Contemporary English rendering of the Sanskrit bhāṣya, pending scholar review.

RāmānujācāryaGītā-bhāṣya
Viśiṣṭādvaita· Classical
Machine translation · draft

Content with the things that are the cause of sustaining the body and come to him unsought, gone beyond the pairs of opposites, bearing the cold, heat, and the rest that cannot be avoided until the means is completed, free of envy, free of envy toward others who would be the cause of unwished-for harm by action contrary to his own, the same in success and in failure, of even mind in the success and failure, the winning and the like, of war and the other actions, having done action itself, even without a standing in knowledge, is not bound, does not come to transmigration.

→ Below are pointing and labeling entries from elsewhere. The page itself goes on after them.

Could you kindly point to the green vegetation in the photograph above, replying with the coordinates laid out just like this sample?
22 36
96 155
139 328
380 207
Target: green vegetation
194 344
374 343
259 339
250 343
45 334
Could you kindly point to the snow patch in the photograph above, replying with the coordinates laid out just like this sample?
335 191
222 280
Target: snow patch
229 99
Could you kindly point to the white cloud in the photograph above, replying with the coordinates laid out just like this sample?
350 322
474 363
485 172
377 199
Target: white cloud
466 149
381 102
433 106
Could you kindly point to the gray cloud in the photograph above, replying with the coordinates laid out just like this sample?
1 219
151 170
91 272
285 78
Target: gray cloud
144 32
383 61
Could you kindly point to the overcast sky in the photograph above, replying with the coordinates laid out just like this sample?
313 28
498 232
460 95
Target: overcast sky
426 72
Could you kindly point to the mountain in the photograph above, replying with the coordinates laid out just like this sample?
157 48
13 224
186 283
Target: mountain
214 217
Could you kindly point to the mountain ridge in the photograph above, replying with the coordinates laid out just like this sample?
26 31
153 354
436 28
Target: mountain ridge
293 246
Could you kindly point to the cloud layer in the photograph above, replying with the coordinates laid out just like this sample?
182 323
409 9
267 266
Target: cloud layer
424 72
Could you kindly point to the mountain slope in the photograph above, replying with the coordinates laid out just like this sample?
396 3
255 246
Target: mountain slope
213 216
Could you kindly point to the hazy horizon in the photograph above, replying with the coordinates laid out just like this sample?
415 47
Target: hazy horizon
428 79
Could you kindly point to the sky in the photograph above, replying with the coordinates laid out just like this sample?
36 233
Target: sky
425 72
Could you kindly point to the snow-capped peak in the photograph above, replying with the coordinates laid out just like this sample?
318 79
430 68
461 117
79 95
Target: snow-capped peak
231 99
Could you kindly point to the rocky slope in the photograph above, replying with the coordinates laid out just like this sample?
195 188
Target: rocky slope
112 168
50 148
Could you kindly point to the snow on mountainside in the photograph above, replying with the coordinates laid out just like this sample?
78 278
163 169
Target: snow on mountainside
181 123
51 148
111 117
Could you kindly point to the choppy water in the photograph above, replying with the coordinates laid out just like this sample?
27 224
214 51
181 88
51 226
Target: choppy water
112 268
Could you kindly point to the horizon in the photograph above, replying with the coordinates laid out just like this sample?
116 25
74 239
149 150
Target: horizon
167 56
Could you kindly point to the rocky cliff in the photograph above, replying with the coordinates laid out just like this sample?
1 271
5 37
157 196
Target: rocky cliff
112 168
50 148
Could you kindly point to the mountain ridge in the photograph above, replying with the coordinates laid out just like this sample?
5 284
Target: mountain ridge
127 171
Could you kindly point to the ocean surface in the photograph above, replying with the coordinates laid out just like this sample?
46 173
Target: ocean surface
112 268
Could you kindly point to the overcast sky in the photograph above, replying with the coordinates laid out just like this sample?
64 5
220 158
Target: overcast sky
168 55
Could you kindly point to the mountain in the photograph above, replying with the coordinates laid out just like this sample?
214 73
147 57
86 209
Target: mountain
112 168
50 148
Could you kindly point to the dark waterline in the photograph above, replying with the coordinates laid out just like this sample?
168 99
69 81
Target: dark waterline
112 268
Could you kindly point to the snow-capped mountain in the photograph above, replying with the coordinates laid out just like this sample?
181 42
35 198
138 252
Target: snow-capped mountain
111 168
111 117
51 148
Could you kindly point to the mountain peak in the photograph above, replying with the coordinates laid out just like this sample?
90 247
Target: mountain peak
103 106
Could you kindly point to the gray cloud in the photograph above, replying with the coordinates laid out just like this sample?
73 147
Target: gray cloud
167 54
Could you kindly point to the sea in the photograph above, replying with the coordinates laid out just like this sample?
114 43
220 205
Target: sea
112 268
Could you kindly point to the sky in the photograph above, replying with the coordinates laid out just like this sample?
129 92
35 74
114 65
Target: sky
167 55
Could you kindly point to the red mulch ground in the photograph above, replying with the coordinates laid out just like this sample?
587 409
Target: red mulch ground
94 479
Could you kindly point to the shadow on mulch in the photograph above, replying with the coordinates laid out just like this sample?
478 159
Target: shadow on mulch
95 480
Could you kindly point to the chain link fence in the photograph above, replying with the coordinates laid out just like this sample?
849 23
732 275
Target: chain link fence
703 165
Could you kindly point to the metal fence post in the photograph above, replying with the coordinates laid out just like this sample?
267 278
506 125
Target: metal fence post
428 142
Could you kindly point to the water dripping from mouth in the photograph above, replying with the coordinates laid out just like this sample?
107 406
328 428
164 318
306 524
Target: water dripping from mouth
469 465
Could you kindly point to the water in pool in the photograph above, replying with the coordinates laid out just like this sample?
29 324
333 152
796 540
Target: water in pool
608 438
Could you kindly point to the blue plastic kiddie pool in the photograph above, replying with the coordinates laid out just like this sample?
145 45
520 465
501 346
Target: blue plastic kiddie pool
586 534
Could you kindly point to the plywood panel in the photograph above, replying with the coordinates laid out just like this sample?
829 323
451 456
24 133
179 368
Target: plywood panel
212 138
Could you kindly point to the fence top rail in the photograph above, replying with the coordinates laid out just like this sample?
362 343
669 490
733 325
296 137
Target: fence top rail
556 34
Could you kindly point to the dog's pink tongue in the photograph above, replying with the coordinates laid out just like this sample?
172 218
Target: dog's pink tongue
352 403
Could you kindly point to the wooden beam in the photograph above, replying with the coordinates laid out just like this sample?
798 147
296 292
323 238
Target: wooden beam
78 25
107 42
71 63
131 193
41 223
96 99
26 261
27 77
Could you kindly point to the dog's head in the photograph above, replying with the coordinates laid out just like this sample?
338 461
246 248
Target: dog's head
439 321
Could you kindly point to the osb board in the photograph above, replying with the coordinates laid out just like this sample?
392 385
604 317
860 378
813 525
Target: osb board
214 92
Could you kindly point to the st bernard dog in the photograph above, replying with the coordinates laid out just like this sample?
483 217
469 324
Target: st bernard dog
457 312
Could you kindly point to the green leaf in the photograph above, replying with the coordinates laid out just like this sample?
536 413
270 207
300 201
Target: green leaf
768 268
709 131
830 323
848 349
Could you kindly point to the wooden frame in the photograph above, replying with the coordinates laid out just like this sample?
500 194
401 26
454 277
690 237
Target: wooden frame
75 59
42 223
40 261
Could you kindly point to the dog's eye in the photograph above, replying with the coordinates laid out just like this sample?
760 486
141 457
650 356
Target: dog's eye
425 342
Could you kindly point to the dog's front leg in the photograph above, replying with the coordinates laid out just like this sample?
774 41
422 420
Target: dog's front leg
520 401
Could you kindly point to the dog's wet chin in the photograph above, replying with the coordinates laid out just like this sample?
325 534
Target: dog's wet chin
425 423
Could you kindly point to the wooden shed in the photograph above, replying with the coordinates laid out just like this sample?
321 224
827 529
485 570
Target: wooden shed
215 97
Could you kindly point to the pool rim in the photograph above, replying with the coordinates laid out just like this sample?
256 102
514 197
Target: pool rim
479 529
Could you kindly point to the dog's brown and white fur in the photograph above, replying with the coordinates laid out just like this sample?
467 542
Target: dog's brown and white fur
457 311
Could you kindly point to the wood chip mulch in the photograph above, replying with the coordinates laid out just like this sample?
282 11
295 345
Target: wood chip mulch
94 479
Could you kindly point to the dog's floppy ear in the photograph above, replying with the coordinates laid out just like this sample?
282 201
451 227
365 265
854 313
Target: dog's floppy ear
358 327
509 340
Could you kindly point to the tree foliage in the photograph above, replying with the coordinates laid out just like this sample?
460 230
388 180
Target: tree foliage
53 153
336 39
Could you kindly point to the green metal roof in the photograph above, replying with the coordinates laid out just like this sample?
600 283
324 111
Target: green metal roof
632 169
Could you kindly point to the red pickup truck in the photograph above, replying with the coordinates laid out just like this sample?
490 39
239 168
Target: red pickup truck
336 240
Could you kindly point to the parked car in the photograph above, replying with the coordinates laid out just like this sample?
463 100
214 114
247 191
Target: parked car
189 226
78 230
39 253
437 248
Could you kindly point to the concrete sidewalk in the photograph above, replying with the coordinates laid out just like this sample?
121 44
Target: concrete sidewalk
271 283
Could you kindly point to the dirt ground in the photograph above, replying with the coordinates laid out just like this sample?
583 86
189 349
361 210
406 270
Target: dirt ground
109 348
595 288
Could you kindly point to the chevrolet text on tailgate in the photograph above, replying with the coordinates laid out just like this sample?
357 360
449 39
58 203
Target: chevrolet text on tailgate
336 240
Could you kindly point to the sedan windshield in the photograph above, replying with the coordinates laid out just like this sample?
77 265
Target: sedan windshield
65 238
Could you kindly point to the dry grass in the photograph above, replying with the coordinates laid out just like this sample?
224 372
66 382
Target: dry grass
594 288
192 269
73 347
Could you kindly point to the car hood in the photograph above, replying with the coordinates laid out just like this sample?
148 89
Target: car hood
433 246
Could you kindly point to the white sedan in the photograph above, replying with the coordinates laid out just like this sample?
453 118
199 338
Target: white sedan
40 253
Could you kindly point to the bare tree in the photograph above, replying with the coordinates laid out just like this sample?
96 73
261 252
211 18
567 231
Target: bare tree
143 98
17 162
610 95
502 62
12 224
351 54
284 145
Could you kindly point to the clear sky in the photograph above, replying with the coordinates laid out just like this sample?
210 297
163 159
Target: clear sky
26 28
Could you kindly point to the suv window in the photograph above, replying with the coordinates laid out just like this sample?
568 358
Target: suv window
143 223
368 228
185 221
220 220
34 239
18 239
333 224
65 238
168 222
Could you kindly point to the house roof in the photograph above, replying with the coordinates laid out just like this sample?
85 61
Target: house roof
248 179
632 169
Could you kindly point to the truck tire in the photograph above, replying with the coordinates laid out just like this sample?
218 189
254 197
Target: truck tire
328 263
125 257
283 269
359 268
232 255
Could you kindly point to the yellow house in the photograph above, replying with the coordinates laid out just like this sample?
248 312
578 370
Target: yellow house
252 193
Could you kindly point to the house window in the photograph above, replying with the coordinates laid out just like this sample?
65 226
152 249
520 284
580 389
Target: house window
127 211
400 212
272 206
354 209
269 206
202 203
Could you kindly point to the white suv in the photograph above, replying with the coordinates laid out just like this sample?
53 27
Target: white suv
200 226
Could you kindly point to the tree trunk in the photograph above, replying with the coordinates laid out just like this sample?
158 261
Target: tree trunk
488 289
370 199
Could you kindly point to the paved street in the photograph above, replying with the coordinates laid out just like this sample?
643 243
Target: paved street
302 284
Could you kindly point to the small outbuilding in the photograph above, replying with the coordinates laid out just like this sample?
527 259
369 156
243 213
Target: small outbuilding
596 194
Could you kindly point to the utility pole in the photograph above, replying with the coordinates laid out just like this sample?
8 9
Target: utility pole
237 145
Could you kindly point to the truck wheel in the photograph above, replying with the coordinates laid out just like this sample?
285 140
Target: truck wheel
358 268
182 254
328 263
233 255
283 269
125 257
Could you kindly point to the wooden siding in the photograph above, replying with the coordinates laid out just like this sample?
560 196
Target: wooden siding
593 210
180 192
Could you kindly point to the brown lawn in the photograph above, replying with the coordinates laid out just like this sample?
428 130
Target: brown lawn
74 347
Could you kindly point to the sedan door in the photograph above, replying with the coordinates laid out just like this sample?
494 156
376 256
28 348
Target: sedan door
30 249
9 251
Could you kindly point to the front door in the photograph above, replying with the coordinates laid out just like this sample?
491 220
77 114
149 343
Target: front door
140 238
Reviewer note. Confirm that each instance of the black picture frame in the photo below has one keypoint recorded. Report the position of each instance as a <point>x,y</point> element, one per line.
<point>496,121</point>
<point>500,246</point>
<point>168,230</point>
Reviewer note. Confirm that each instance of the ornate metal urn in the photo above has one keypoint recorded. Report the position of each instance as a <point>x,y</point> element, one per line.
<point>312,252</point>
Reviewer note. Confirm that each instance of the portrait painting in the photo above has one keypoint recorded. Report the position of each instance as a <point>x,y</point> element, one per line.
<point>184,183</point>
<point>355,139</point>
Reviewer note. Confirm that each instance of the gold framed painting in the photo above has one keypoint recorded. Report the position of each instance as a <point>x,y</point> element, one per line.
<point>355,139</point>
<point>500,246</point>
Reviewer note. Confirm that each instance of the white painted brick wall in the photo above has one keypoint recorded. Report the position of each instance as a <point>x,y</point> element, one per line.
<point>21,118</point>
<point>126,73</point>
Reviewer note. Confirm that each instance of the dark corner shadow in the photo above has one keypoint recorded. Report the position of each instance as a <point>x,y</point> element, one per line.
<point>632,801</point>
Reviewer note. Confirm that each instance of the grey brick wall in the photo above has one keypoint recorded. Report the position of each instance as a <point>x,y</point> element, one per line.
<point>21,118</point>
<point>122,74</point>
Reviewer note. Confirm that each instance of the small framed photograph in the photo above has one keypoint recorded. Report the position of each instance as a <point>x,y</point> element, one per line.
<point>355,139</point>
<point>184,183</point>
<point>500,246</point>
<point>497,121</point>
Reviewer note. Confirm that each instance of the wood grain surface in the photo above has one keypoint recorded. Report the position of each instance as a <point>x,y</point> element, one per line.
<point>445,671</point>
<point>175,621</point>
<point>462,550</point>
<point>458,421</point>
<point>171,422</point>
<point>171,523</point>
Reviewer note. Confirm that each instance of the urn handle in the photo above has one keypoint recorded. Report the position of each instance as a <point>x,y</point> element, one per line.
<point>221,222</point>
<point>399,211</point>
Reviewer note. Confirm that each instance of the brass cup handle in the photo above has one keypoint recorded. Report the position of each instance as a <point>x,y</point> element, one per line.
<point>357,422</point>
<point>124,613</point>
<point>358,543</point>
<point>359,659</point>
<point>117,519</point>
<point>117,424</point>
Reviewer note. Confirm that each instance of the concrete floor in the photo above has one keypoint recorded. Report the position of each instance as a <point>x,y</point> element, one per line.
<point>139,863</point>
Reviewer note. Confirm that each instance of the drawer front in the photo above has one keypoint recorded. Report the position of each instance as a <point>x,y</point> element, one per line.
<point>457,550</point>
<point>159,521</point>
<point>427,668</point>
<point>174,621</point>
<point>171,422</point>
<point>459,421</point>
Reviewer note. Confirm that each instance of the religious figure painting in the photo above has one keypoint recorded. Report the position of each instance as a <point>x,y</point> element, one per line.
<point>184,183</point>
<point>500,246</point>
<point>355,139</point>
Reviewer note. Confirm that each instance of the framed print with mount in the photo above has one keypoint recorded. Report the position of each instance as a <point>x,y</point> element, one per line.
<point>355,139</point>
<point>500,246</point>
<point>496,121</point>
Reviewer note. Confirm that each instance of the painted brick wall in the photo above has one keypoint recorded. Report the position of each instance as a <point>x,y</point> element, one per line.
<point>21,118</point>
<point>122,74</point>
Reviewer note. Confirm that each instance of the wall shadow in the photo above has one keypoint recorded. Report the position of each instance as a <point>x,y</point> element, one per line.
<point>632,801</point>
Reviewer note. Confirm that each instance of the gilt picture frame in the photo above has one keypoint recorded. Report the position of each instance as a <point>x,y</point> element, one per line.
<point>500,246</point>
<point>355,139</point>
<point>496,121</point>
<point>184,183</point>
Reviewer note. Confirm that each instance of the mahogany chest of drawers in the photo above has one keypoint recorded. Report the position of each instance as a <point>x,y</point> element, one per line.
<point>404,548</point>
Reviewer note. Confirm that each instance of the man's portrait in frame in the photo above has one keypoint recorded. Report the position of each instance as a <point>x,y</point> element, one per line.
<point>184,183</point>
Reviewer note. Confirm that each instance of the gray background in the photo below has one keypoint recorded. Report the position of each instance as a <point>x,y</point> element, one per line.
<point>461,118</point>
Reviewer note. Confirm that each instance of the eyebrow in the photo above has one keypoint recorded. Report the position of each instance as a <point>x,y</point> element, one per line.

Contemporary English rendering of the Sanskrit bhāṣya, pending scholar review.

MadhvācāryaGītā-bhāṣya
Dvaita· Classical
Machine translation · draft

This is a brief sub-gloss. For a fuller reading of this verse, see Madhusūdana, Śaṅkara, or Rāmānuja above.

Krishna states the mark of one whose mind and self are controlled, with 'content with what comes unsought'. How is he beyond the pairs of opposites? Krishna says, with 'even-minded in success and failure'.

Contemporary English rendering of the Sanskrit bhāṣya, pending scholar review.